Johns Hopkins researchers have developed a powerful new AI tool called Splam that can identify where splicing occurs in genes. This advancement could assist scientists in analyzing genetic data with greater accuracy, offering new insights into gene function and the role of mutations in disease.
The results of this research are published in Genome Biology.
Splam analyzes genetic data with greater accuracy than existing methods, exploring potential links between mutations and disease. It recognizes splice sites, where cells remove non-essential portions, which is a crucial step in assembling gene transcripts to identify functional parts of DNA.
“Precisely identifying splicing sites is key to understanding how cells interpret genetic instructions,” says co-lead author Kuan-Hao Chao, a doctoral student in the Whiting School of Engineering's Department of Computer Science, affiliated with the Center for Computational Biology (CCB). “Splam lets us analyze genetic data with accuracy and efficiency, showing how mutations affect our health and why the same gene can produce different proteins in different conditions.”
Chao is joined by his advisors, Steven Salzberg, the Bloomberg Distinguished Professor of Computational Biology and Genomics and director of the CCB, Mihaela Pertea, an associate professor of biomedical engineering and genetic medicine, and Alan Mao, a fourth-year undergraduate majoring in biomedical engineering and computer science.
Cells rely on genes to guide their functions, containing both useful instructions (exons) and non-essential segments (introns). Splicing is the process where cells remove non-essential portions, retaining only what is necessary.
Recognizing splice sites computationally is crucial for accurately assembling gene transcripts. RNA sequencing experiments measure gene expression levels in different conditions, determining if a gene is active or inactive.
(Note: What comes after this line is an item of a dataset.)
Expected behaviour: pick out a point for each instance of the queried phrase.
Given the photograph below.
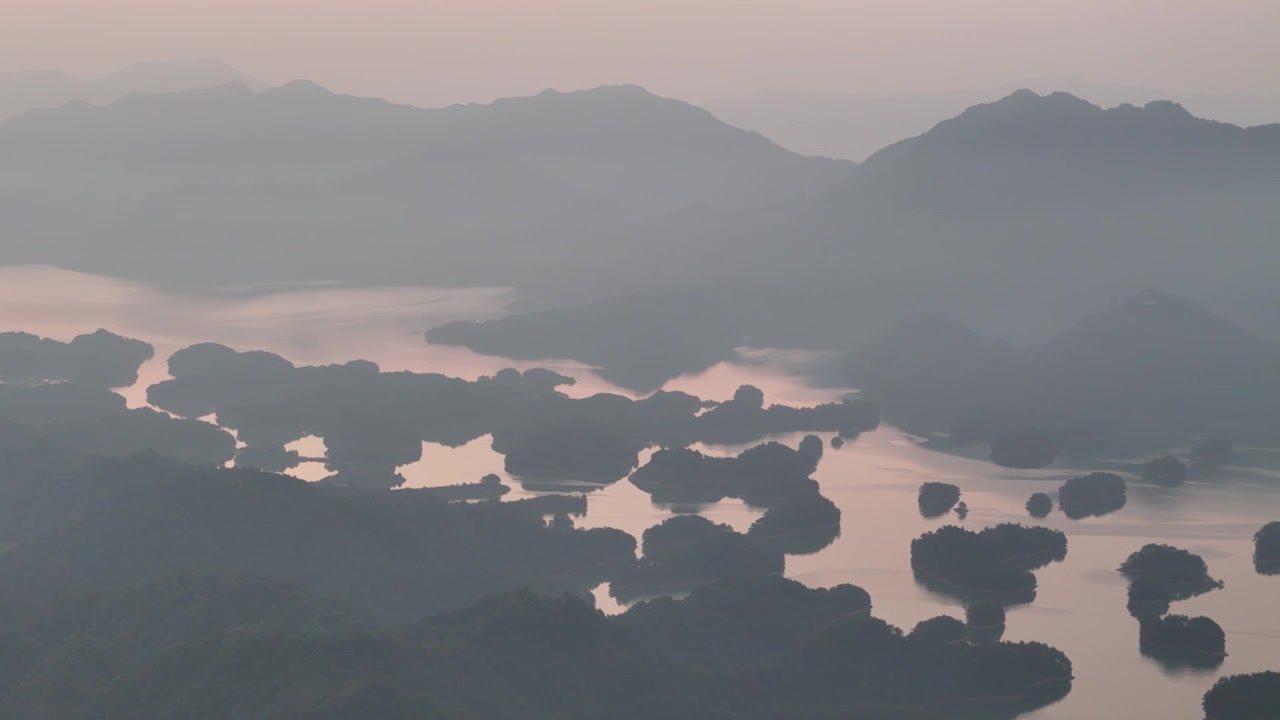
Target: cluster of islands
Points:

“For example, cancer researchers often use RNA sequencing techniques to compare gene expression in healthy versus cancerous cells,” explains Chao.
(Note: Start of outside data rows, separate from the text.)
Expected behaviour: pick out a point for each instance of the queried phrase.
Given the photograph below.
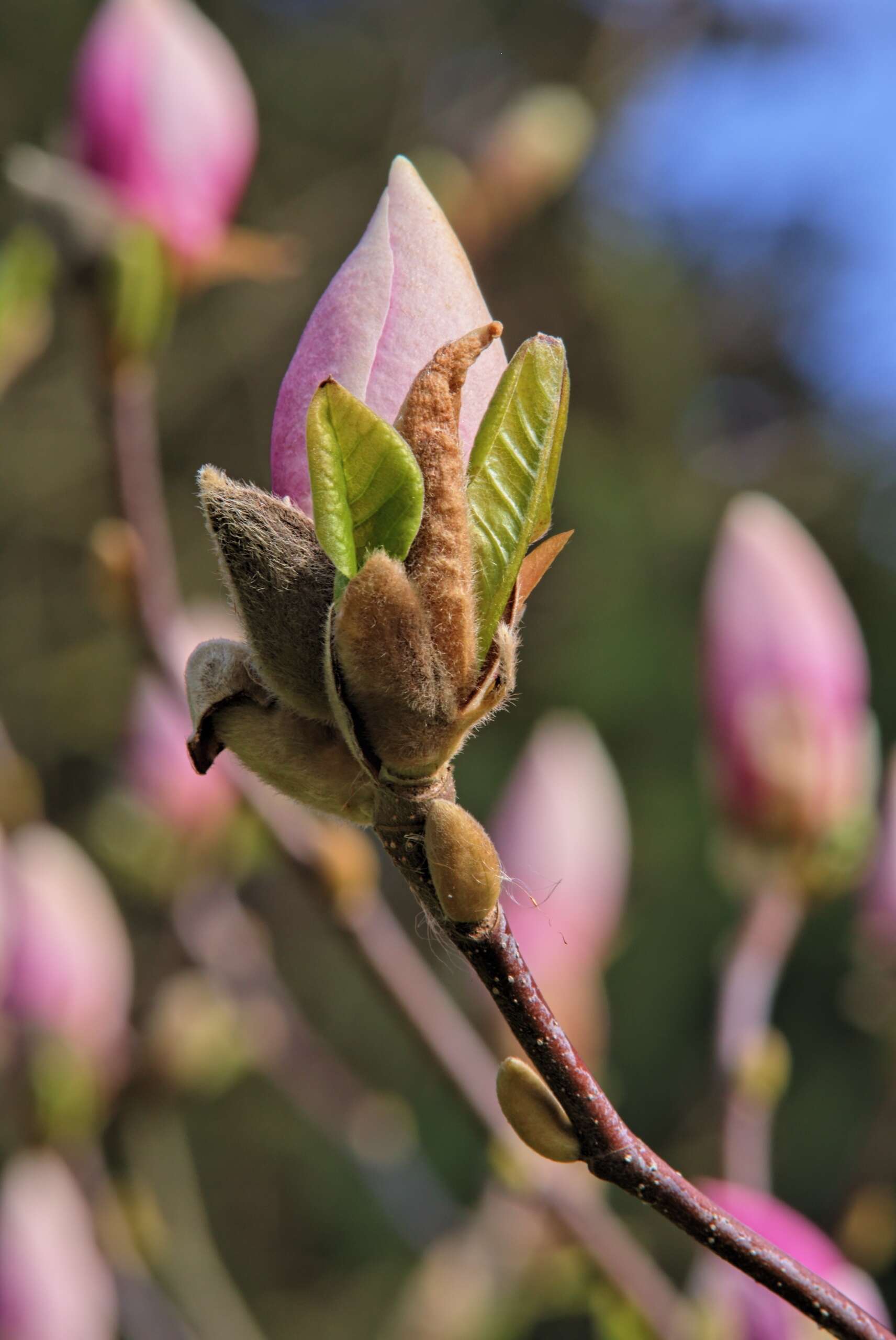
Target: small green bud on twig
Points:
(464, 865)
(535, 1114)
Identifying splice sites is also significant in genome annotation, which involves determining functional parts of DNA. Genetic testing services, such as those offered by 23andMe, utilize genome annotation to provide insights into ancestry, health risks, and genetic traits.
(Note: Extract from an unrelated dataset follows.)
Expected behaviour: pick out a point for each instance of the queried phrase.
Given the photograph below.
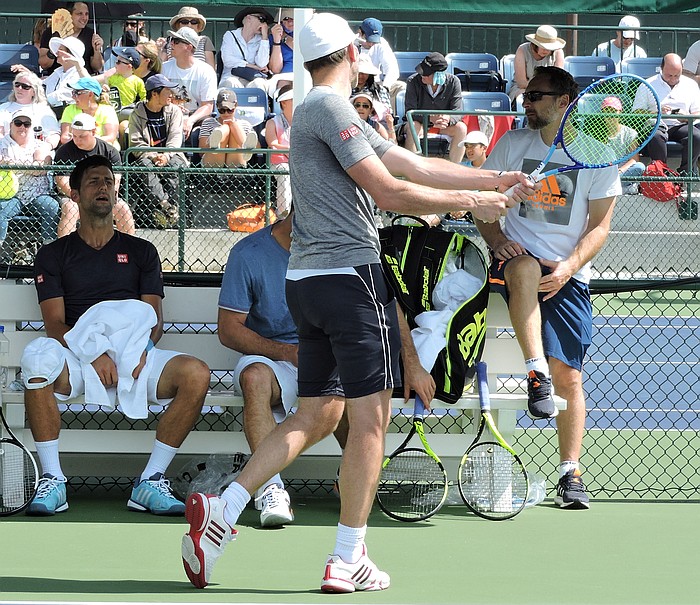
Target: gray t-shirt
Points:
(333, 221)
Compared to the state-of-the-art SpliceAI tool, the Hopkins team's Splam method uses a shorter DNA sequence window to predict RNA splice sites, making it more biologically realistic for research purposes. The Splam algorithm processes a DNA sequence of 800 nucleotides and outputs the probability for each base pair being a donor site, an acceptor site, or neither.
“Our algorithm attempts to recognize these donor/acceptor sites in pairs, similar to how a spliceosome molecular machine operates in cells,” states Chao.
The team developed their algorithm to recognize splice junctions within a window of 800 nucleotides, significantly smaller than the 10,000 nucleotides required by SpliceAI. Despite using less genomic data, Splam achieves better splice junction recognition accuracy.
After training their deep learning model on human DNA, the researchers tested it on the genomes of a chimpanzee, a mouse, and a flowering plant. Their experiments confirmed that Splam's design produced accurate results on these more distant DNA sequences, indicating that it learned essential splicing patterns shared across various species.
The team's next steps involve applying the model to more species and integrating it into existing RNA sequencing pipelines for practical use in transcriptome assembly. “Our method has immediate applications in improving transcriptome assembly and reducing splicing noise, making it valuable for a wide range of genomic studies,” concludes Chao.